Bygul: Amplicon Read Simulator

A tool for Amplicon read simulation for waste water sequencing or other aplications. Users can easily simulate reads from mutiple samples with different proportions using the tool.

Usage

If you use this workflow in a paper, don't forget to give credits to the authors by citing the URL of this (original) https://github.com/andersen-lab/Bygul repository.

Installation

Bygul is written in python 3 but it requires wgsim and mason simulator to simulate reads.

Local build from source

git clone https://github.com/andersen-lab/Bygul
cd Bygul
pip install -e .

Please note that pip does not install all the requirements, some packages need to be installed via Conda or be built from source.

Installing via Conda

  1. pip install git+https://github.com/andersen-lab/Bygul
  2. Create a conda environment as bygul and install the dependencies:
conda create -n bygul
conda activate bygul
conda env update --file environment.yml

Example commands

Run the tool using the following command.

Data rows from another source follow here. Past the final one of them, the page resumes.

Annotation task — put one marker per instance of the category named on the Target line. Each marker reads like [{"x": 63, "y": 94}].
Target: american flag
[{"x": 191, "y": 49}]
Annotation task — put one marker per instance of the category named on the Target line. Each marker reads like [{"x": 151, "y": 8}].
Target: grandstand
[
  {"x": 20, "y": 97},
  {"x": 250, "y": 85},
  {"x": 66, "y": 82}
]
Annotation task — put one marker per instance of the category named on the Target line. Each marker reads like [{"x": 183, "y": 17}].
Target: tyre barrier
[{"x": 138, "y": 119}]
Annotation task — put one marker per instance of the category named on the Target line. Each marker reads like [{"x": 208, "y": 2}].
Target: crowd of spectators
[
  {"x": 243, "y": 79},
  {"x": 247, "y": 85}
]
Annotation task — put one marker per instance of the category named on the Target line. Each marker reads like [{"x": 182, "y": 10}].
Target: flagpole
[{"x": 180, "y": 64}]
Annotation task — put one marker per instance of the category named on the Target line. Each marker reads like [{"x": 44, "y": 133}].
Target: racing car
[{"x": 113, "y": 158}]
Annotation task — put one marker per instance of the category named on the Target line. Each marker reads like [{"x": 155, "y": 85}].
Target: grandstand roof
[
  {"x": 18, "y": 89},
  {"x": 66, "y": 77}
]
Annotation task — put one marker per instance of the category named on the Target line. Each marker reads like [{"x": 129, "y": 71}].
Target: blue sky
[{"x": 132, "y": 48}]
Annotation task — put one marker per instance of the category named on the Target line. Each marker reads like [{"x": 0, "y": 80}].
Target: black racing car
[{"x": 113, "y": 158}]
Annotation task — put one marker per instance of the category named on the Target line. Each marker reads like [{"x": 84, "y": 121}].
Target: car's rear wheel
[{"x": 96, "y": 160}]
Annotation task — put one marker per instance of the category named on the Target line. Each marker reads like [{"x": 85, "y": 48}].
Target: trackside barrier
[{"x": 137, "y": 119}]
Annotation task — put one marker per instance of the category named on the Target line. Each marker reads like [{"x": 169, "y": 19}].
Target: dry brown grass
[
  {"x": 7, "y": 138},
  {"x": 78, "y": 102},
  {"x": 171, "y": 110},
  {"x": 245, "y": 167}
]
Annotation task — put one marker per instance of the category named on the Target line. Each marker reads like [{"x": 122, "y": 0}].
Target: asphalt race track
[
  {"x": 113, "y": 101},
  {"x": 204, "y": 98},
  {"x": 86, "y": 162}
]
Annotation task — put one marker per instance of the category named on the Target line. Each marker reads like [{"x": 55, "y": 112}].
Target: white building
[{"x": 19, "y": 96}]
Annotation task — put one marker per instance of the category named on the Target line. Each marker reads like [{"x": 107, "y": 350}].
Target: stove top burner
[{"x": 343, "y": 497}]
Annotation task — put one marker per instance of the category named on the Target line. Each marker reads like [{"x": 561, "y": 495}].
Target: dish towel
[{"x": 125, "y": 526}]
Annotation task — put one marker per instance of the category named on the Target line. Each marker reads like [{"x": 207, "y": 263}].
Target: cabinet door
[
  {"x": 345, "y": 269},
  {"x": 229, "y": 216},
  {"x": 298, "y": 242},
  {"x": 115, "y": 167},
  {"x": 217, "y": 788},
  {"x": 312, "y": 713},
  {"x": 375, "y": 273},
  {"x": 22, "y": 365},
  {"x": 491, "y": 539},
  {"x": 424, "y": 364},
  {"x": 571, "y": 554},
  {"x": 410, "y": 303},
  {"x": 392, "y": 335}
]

bygul simulate-proportions [SAMPLE1.fasta,SAMPLE2.fasta,..] [primer.bed] [reference.fasta] --proportions [0.8,0.2,..] --outdir [output_directory]

Simulate reads from different samples without defining proportions (will be assigned randomly, proportions can be found in results/sample_proportions.txt) and allowing upto 2 SNPs mistmatches in the primer regions.

bygul simulate-proportions sample.fasta,sample2.fasta primer.bed reference.fasta --outdir results/ --maxmismatch 2

Simulate reads with user-defined proportions and specifing read simulator. bygul uses wgsim as a simulator but you can change it to mason.

bygul simulate-proportions sample.fasta,sample2.fasta primer.bed reference.fasta --proportions 0.2,0.8 --simulator mason

Simulate reads with user-defined proportions and number of reads per amplicon.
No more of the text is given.